Award of Excellence: Valencia Grove Affordable Housing Community
The Housing Authority of the County of San Bernardino won a 2017 Award of Excellence in Project Design for utilizing an innovative modular construction format and building an affordable mixed-use community. Nominated from among the NAHRO Award of Merit winners each year, the Awards of Excellence winners are chosen by national juries and honored at the annual National Conference and Exhibition in October. They represent the very best in innovative programs in assisted housing and community development. The Project Design category focuses primarily on the physical or landscape design of a building or project.
Built in 1942, Valencia Grove was the first public housing development in the County of San Bernardino. In 2013, the Housing Authority of the County of San Bernardino (HACSB) and their affiliate non-profit developer, Housing Partners I, Inc. (HPI), began the much-needed revitalization of the development.
During the first phase, 62 of the original 115 units were demolished to make way for 85 new affordable housing units throughout 13 two-story buildings. HACSB provided 84 Project-Based Vouchers, with one of the units set aside for the on-site manager.
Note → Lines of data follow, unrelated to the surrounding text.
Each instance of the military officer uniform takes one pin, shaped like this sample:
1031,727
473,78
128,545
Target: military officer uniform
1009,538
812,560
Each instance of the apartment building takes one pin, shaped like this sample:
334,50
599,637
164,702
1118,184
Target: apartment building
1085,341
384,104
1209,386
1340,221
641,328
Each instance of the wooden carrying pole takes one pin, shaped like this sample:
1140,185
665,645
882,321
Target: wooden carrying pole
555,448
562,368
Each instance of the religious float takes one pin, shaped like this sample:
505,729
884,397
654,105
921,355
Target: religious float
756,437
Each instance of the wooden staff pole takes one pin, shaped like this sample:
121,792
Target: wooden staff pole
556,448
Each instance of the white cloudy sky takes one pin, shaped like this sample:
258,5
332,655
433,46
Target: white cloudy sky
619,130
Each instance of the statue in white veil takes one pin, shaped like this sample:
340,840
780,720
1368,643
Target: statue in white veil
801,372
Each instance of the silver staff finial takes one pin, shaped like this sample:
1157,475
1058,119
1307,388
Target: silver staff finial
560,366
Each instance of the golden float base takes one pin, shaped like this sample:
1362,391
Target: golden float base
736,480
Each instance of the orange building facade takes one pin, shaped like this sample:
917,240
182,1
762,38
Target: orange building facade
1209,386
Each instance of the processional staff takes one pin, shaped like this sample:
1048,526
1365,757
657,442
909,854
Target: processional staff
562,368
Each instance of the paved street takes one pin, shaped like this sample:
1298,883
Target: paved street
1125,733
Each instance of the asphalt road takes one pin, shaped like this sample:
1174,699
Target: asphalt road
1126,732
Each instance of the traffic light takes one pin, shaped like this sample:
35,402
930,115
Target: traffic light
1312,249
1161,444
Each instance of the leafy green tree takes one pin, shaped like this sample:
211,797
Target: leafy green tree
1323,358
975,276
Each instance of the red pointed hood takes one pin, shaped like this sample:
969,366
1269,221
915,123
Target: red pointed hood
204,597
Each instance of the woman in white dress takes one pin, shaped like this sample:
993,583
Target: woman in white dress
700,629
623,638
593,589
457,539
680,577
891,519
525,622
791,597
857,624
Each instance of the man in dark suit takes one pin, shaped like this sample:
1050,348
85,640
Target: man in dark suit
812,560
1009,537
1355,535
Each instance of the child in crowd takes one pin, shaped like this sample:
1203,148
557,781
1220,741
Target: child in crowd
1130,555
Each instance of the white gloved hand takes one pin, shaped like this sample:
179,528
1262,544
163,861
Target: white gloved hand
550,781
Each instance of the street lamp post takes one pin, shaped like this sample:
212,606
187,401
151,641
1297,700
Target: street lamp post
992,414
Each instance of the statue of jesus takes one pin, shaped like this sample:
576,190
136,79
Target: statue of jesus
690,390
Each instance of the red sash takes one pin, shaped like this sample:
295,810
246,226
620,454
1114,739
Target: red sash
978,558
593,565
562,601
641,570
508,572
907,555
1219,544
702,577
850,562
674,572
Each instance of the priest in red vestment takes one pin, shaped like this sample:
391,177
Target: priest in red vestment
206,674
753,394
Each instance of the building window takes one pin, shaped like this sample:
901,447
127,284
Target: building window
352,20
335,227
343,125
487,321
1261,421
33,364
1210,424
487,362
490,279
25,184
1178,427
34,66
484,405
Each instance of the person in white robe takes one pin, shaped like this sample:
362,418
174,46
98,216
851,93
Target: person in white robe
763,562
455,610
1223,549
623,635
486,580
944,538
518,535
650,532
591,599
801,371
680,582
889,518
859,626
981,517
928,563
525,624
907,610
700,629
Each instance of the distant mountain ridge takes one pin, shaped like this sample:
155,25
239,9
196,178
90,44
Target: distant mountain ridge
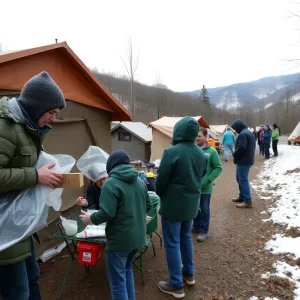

This initial phase, which cost approximately $35 million, was funded by 4 percent Low-Income Housing Tax Credits (LIHTC), tax-exempt bonds, and conventional financing.
The units are intended for households with incomes ranging from zero to 60 percent of the area median income (AMI). Subsequent phases will result in a total of 228 units, doubling the amount of housing available at Valencia Grove for low-income families. Upon completion, the housing community will include three park/playground areas, a recreational center with a swimming pool, and an educational facility.
HACSB and HPI took an innovative, three-pronged approach to the project:
- Demolition through a deconstruction/construction program that recycled two-thirds of the building materials and provided construction training to low-income residents;
- Use of factory-built modular units; and
- Transition away from a traditional public housing site to a mixed-use community, with a multi-use educational and recreational facility.
During the modular construction process, the building’s exterior envelope and interior finishes were built at the Silver Creek Industries factory, then transported to Valencia Grove to be set by crane. Perera Construction completed all exterior finishes and added architectural components after the pieces were in place. Valencia Grove is indistinguishable from a traditional site-built construction.
An on-site deconstruction and construction training program were implemented to maximize the amount of salvaged material and to provide job training and experience for residents. Thirty low-income residents completed the program, which included both classroom and hands-on training on how to use construction tools, safety in the field, deconstruction of a building, and preparing materials for reuse. HACSB donated the salvaged items from the deconstruction program to the ReUse People of America, who opened a local store to distribute the items for reuse.
HACSB has shown their dedication to innovating affordable housing project design by revitalizing the oldest public housing site in their area using modular construction techniques as well as providing valuable job opportunities and skills to members of their low-income community. Their design and implementation of the Valencia Grove project was cost-effective, had a low environmental impact, and created an environment where people can form a community.